My main motivation for this project was to analyze my X usage patterns, especially in light of the current times of intense academic periods, to address my growing concern regarding a potential and dangerous addiction. The reason I conduct this analysis is not only to quantify my X usage but also to gain insights into the role of X in my personal and academic life. It is an exploration into the fine line which separates real-life responsibilities and digital engagement with the goal of forming healthier social media habits that can support my academic goals and personal well-being.
Data Source
The data for this project was carefully collected from the 'Digital Health and Parental Controls' section within the settings of my smartphone in order to track my daily X usage. This feature
provided a comprehensive log of all application usage from which I extracted only the data related to my daily X usage. The fact that my usage of X is exclusively through my smartphone, eliminates
the potential for any lost time that could arise from using other devices like computer or tablet. So we can conclude that this data collection method ensures a high level of precision and specificity
because of the fact that it accounts for my interactions with X solely through mobile devices.
Analysis of the data
As I already mentioned in the introduction part, my primary motivation for this project was to investigate the relationship between my daily usage of X and midterm periods. To formulate my hypothesis,
I begin by comparing the average amount of time I spent on X during midterm and non-midterm periods to understand my basic patterns of X usage. As illustrated in the graph below, there is a clear change
in usage between the two periods. As a result of this observation, I hypothesize that there is a significant decrease in my daily usage of X during midterm periods compared to non-midterm periods. The reason can
be an increased academic workload or a decrease in leisure time.
After establishing my hypothesis, I tried to validate it with empirical evidence. Firstly, I prepared, cleaned, and organized my data to ensure accurate and meaningful analysis. I started by categorizing each day as either a 'midterm' or 'non-midterm' period based on my midterms. I had midterms on December 17, 21, 23, and 30. Therefore, I selected the midterm periods as 2 days before the first midterm, 3 days before last midterm (the reason why I select 3 days before last midterm will be explained in coming paragraphs) and one day before the second and third midterms, along with the midterm dates themselves. The reason why I select only one day before the second and third midterms is because they are close to each other. This classification was vital since it formed the basis of my comparative analysis.
To validate my hypothesis, I first established a null hypothesis stating, "There is no significant difference in my daily usage of X between midterm and non-midterm periods." This statement was key to interpreting the results of the T-test, the Exploratory Data Analysis (EDA) technique selected for this project. I chose this EDA test because it is a useful test for discerning whether the differences observed in sample means are due to random chance or a true underlying effect. As a result of this test, I expect to see two critical values that are crucial for my hypothesis: the T-statistic and the p-value. The T-statistic provides the degree of the difference between the two groups in terms of standard deviations, and the p-value quantifies the likelihood that the observed differences could have occurred under the null hypothesis. A low p-value (generally below the threshold of 0.05) suggests that the differences are statistically significant and unlikely to have occurred by random chance, and we can reject the null hypothesis.

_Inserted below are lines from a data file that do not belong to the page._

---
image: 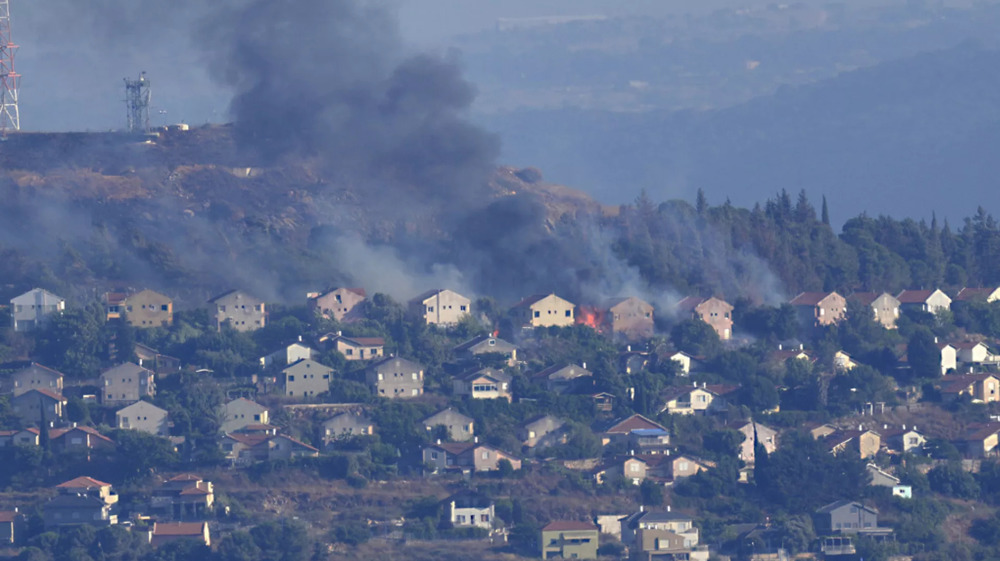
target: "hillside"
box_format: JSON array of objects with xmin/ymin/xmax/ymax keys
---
[
  {"xmin": 487, "ymin": 44, "xmax": 1000, "ymax": 222},
  {"xmin": 0, "ymin": 126, "xmax": 601, "ymax": 301}
]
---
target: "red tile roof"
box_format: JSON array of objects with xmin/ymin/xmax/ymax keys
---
[
  {"xmin": 789, "ymin": 292, "xmax": 833, "ymax": 306},
  {"xmin": 896, "ymin": 290, "xmax": 934, "ymax": 304},
  {"xmin": 542, "ymin": 520, "xmax": 598, "ymax": 532},
  {"xmin": 153, "ymin": 522, "xmax": 208, "ymax": 537},
  {"xmin": 56, "ymin": 476, "xmax": 111, "ymax": 489},
  {"xmin": 604, "ymin": 414, "xmax": 667, "ymax": 434}
]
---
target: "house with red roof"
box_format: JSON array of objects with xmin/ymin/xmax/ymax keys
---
[
  {"xmin": 848, "ymin": 292, "xmax": 899, "ymax": 329},
  {"xmin": 677, "ymin": 296, "xmax": 733, "ymax": 341},
  {"xmin": 150, "ymin": 473, "xmax": 215, "ymax": 520},
  {"xmin": 510, "ymin": 294, "xmax": 576, "ymax": 327},
  {"xmin": 660, "ymin": 382, "xmax": 740, "ymax": 415},
  {"xmin": 896, "ymin": 289, "xmax": 951, "ymax": 314},
  {"xmin": 149, "ymin": 522, "xmax": 212, "ymax": 547},
  {"xmin": 10, "ymin": 388, "xmax": 68, "ymax": 426},
  {"xmin": 306, "ymin": 287, "xmax": 368, "ymax": 323},
  {"xmin": 789, "ymin": 292, "xmax": 847, "ymax": 327},
  {"xmin": 541, "ymin": 520, "xmax": 601, "ymax": 559},
  {"xmin": 423, "ymin": 439, "xmax": 521, "ymax": 473}
]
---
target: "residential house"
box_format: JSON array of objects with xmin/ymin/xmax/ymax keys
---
[
  {"xmin": 660, "ymin": 383, "xmax": 739, "ymax": 415},
  {"xmin": 281, "ymin": 358, "xmax": 333, "ymax": 397},
  {"xmin": 150, "ymin": 473, "xmax": 215, "ymax": 520},
  {"xmin": 219, "ymin": 397, "xmax": 269, "ymax": 433},
  {"xmin": 104, "ymin": 290, "xmax": 174, "ymax": 329},
  {"xmin": 0, "ymin": 427, "xmax": 41, "ymax": 448},
  {"xmin": 0, "ymin": 508, "xmax": 24, "ymax": 547},
  {"xmin": 951, "ymin": 341, "xmax": 996, "ymax": 366},
  {"xmin": 621, "ymin": 506, "xmax": 700, "ymax": 550},
  {"xmin": 541, "ymin": 520, "xmax": 600, "ymax": 559},
  {"xmin": 260, "ymin": 337, "xmax": 316, "ymax": 368},
  {"xmin": 813, "ymin": 499, "xmax": 891, "ymax": 536},
  {"xmin": 591, "ymin": 456, "xmax": 647, "ymax": 485},
  {"xmin": 10, "ymin": 389, "xmax": 68, "ymax": 426},
  {"xmin": 443, "ymin": 491, "xmax": 496, "ymax": 530},
  {"xmin": 149, "ymin": 522, "xmax": 212, "ymax": 547},
  {"xmin": 10, "ymin": 362, "xmax": 63, "ymax": 397},
  {"xmin": 308, "ymin": 288, "xmax": 368, "ymax": 323},
  {"xmin": 790, "ymin": 292, "xmax": 847, "ymax": 327},
  {"xmin": 896, "ymin": 289, "xmax": 951, "ymax": 314},
  {"xmin": 833, "ymin": 351, "xmax": 858, "ymax": 372},
  {"xmin": 604, "ymin": 296, "xmax": 654, "ymax": 339},
  {"xmin": 365, "ymin": 356, "xmax": 424, "ymax": 399},
  {"xmin": 866, "ymin": 464, "xmax": 899, "ymax": 487},
  {"xmin": 955, "ymin": 421, "xmax": 1000, "ymax": 458},
  {"xmin": 420, "ymin": 407, "xmax": 474, "ymax": 442},
  {"xmin": 628, "ymin": 429, "xmax": 670, "ymax": 455},
  {"xmin": 877, "ymin": 425, "xmax": 927, "ymax": 454},
  {"xmin": 517, "ymin": 415, "xmax": 566, "ymax": 448},
  {"xmin": 208, "ymin": 290, "xmax": 267, "ymax": 331},
  {"xmin": 601, "ymin": 413, "xmax": 667, "ymax": 444},
  {"xmin": 826, "ymin": 428, "xmax": 882, "ymax": 460},
  {"xmin": 452, "ymin": 335, "xmax": 517, "ymax": 366},
  {"xmin": 736, "ymin": 421, "xmax": 778, "ymax": 464},
  {"xmin": 955, "ymin": 287, "xmax": 1000, "ymax": 303},
  {"xmin": 327, "ymin": 332, "xmax": 385, "ymax": 360},
  {"xmin": 452, "ymin": 368, "xmax": 511, "ymax": 402},
  {"xmin": 510, "ymin": 294, "xmax": 576, "ymax": 327},
  {"xmin": 408, "ymin": 288, "xmax": 472, "ymax": 327},
  {"xmin": 43, "ymin": 477, "xmax": 118, "ymax": 529},
  {"xmin": 10, "ymin": 288, "xmax": 66, "ymax": 332},
  {"xmin": 940, "ymin": 374, "xmax": 1000, "ymax": 403},
  {"xmin": 531, "ymin": 362, "xmax": 594, "ymax": 394},
  {"xmin": 677, "ymin": 296, "xmax": 733, "ymax": 341},
  {"xmin": 849, "ymin": 292, "xmax": 899, "ymax": 329},
  {"xmin": 423, "ymin": 442, "xmax": 521, "ymax": 473},
  {"xmin": 222, "ymin": 433, "xmax": 319, "ymax": 465},
  {"xmin": 115, "ymin": 401, "xmax": 170, "ymax": 436},
  {"xmin": 323, "ymin": 411, "xmax": 375, "ymax": 444},
  {"xmin": 100, "ymin": 362, "xmax": 156, "ymax": 405},
  {"xmin": 49, "ymin": 423, "xmax": 115, "ymax": 459}
]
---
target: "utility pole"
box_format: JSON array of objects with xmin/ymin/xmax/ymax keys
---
[{"xmin": 0, "ymin": 0, "xmax": 21, "ymax": 135}]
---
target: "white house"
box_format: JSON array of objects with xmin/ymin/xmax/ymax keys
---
[{"xmin": 10, "ymin": 288, "xmax": 66, "ymax": 331}]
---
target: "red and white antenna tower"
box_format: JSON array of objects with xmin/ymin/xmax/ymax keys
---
[{"xmin": 0, "ymin": 0, "xmax": 21, "ymax": 134}]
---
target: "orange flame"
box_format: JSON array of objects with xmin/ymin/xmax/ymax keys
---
[{"xmin": 576, "ymin": 306, "xmax": 604, "ymax": 331}]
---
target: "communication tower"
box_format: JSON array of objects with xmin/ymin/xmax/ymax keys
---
[
  {"xmin": 124, "ymin": 72, "xmax": 152, "ymax": 133},
  {"xmin": 0, "ymin": 0, "xmax": 21, "ymax": 135}
]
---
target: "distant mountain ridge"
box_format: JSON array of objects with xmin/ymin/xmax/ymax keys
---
[{"xmin": 488, "ymin": 44, "xmax": 1000, "ymax": 221}]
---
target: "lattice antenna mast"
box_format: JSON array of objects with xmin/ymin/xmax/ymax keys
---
[
  {"xmin": 123, "ymin": 72, "xmax": 152, "ymax": 133},
  {"xmin": 0, "ymin": 0, "xmax": 21, "ymax": 134}
]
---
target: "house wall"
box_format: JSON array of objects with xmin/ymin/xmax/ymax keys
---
[
  {"xmin": 283, "ymin": 360, "xmax": 332, "ymax": 397},
  {"xmin": 542, "ymin": 529, "xmax": 600, "ymax": 559},
  {"xmin": 365, "ymin": 360, "xmax": 424, "ymax": 399},
  {"xmin": 524, "ymin": 294, "xmax": 576, "ymax": 327},
  {"xmin": 11, "ymin": 366, "xmax": 63, "ymax": 397},
  {"xmin": 221, "ymin": 400, "xmax": 270, "ymax": 433},
  {"xmin": 336, "ymin": 339, "xmax": 384, "ymax": 360},
  {"xmin": 213, "ymin": 292, "xmax": 267, "ymax": 331},
  {"xmin": 10, "ymin": 288, "xmax": 66, "ymax": 331},
  {"xmin": 115, "ymin": 401, "xmax": 169, "ymax": 436},
  {"xmin": 101, "ymin": 368, "xmax": 156, "ymax": 405},
  {"xmin": 410, "ymin": 290, "xmax": 472, "ymax": 325},
  {"xmin": 694, "ymin": 297, "xmax": 733, "ymax": 341},
  {"xmin": 309, "ymin": 288, "xmax": 365, "ymax": 321},
  {"xmin": 871, "ymin": 293, "xmax": 899, "ymax": 329},
  {"xmin": 124, "ymin": 290, "xmax": 174, "ymax": 328},
  {"xmin": 608, "ymin": 298, "xmax": 653, "ymax": 338}
]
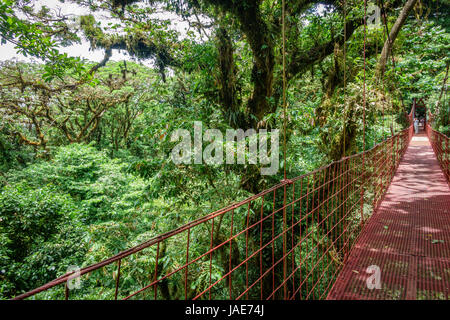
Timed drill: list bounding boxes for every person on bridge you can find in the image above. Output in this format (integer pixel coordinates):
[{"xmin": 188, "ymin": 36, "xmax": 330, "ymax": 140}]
[{"xmin": 414, "ymin": 118, "xmax": 419, "ymax": 134}]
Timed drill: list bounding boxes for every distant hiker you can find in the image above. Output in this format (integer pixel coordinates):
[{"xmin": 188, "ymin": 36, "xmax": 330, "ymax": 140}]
[{"xmin": 414, "ymin": 118, "xmax": 419, "ymax": 134}]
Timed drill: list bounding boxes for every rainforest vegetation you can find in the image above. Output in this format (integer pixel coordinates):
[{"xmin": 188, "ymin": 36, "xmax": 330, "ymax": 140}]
[{"xmin": 0, "ymin": 0, "xmax": 450, "ymax": 299}]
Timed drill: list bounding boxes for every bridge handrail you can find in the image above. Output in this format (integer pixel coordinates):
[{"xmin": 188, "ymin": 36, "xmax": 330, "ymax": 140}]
[{"xmin": 14, "ymin": 126, "xmax": 414, "ymax": 299}]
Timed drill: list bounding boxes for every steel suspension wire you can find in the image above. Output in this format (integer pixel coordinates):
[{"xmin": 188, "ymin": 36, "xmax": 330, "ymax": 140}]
[
  {"xmin": 281, "ymin": 0, "xmax": 287, "ymax": 179},
  {"xmin": 281, "ymin": 0, "xmax": 287, "ymax": 299},
  {"xmin": 435, "ymin": 63, "xmax": 450, "ymax": 122},
  {"xmin": 360, "ymin": 0, "xmax": 367, "ymax": 225},
  {"xmin": 381, "ymin": 0, "xmax": 408, "ymax": 134},
  {"xmin": 343, "ymin": 0, "xmax": 347, "ymax": 157}
]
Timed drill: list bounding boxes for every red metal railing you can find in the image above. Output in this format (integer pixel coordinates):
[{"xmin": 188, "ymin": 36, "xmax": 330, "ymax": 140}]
[
  {"xmin": 426, "ymin": 124, "xmax": 450, "ymax": 186},
  {"xmin": 15, "ymin": 126, "xmax": 414, "ymax": 299}
]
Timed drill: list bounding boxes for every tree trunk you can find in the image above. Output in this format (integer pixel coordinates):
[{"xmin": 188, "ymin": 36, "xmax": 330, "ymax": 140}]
[{"xmin": 377, "ymin": 0, "xmax": 417, "ymax": 78}]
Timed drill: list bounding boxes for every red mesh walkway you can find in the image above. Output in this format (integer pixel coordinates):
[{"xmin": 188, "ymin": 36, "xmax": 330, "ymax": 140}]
[{"xmin": 328, "ymin": 134, "xmax": 450, "ymax": 300}]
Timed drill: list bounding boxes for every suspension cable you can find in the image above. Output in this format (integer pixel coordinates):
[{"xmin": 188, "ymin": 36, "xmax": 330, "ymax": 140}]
[
  {"xmin": 381, "ymin": 0, "xmax": 405, "ymax": 135},
  {"xmin": 361, "ymin": 0, "xmax": 367, "ymax": 225},
  {"xmin": 281, "ymin": 0, "xmax": 287, "ymax": 180},
  {"xmin": 343, "ymin": 0, "xmax": 347, "ymax": 157}
]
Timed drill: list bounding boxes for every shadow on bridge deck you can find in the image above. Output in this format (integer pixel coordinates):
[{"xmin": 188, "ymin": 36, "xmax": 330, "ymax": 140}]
[{"xmin": 328, "ymin": 134, "xmax": 450, "ymax": 300}]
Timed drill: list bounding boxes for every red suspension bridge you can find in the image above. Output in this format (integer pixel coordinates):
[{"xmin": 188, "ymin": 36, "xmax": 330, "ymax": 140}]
[
  {"xmin": 10, "ymin": 1, "xmax": 450, "ymax": 300},
  {"xmin": 16, "ymin": 107, "xmax": 450, "ymax": 299}
]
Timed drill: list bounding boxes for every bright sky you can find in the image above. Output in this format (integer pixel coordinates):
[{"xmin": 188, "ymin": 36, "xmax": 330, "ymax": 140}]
[{"xmin": 0, "ymin": 0, "xmax": 192, "ymax": 66}]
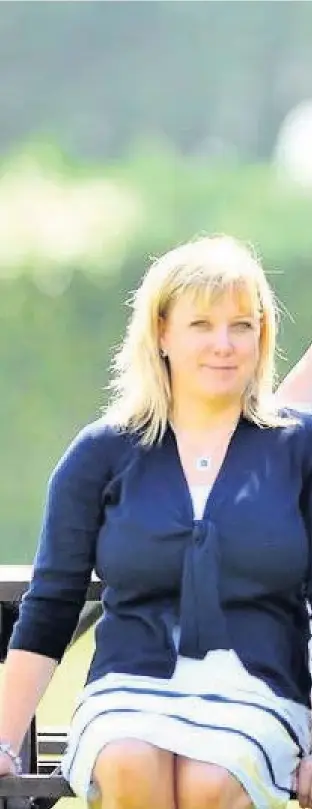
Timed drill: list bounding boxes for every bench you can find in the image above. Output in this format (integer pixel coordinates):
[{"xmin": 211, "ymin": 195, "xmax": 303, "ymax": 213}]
[{"xmin": 0, "ymin": 565, "xmax": 101, "ymax": 809}]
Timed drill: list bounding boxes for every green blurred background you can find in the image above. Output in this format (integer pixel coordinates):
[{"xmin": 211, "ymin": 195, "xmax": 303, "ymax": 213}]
[{"xmin": 0, "ymin": 0, "xmax": 312, "ymax": 564}]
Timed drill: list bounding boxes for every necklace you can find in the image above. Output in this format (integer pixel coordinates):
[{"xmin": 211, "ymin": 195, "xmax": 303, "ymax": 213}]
[
  {"xmin": 170, "ymin": 422, "xmax": 236, "ymax": 472},
  {"xmin": 195, "ymin": 455, "xmax": 212, "ymax": 472}
]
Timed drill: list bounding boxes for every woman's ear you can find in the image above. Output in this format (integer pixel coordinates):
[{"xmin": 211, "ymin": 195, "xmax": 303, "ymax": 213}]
[{"xmin": 158, "ymin": 315, "xmax": 167, "ymax": 357}]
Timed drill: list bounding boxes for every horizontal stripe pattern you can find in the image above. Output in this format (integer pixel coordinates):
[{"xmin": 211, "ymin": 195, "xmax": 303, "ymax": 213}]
[{"xmin": 62, "ymin": 650, "xmax": 309, "ymax": 809}]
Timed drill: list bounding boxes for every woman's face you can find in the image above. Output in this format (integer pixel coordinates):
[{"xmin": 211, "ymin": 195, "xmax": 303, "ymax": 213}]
[{"xmin": 160, "ymin": 292, "xmax": 260, "ymax": 402}]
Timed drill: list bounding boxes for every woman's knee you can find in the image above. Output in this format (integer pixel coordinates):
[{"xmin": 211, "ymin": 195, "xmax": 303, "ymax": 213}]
[
  {"xmin": 176, "ymin": 758, "xmax": 252, "ymax": 809},
  {"xmin": 93, "ymin": 739, "xmax": 174, "ymax": 809}
]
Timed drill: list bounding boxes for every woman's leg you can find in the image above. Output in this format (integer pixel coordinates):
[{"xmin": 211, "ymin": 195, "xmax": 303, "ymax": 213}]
[
  {"xmin": 176, "ymin": 757, "xmax": 253, "ymax": 809},
  {"xmin": 91, "ymin": 739, "xmax": 176, "ymax": 809}
]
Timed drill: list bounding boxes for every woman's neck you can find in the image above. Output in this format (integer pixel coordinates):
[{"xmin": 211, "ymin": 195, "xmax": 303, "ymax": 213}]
[{"xmin": 169, "ymin": 401, "xmax": 242, "ymax": 434}]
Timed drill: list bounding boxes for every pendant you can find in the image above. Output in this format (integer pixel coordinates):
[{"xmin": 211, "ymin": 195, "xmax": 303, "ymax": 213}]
[{"xmin": 196, "ymin": 455, "xmax": 211, "ymax": 472}]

The first graph already suggests that there is a decrease in the usage of X during the midterm periods. The subsequent interactive graph, displayed below, offers a more detailed examination of my X usage on a daily basis. This interactive visual provides more nuanced patterns, like an observed outlier on November 29. On this day, there is a notable spike in X usage. This deviation can be explained by the fact that on November 27 and 28, I had completed most of my midterm preparations because I had works outside the campus on November 29, and the evening was significant because Galatasaray was playing Manchester United in the Champions League (that is why I also included November 27 as my midterm period). As a result, I had more time to spend on X and therefore, an outlier emerged.
As the 29 November suggests, my daily X usage does not solely depend on whether that day is midterm period or not; but it depends on various different factors. Therefore, to get more nuanced information regarding the factors that contribute to my daily X usage, I turned to machine learning, specifically the Random Forest Regressor model. Despite my relatively small dataset, this model is suitable for uncovering complex patterns with its ability to model nonlinear relationships between features and X usage. It aggregates multiple decision trees to improve prediction robustness and accuracy, which is very crucial for my project.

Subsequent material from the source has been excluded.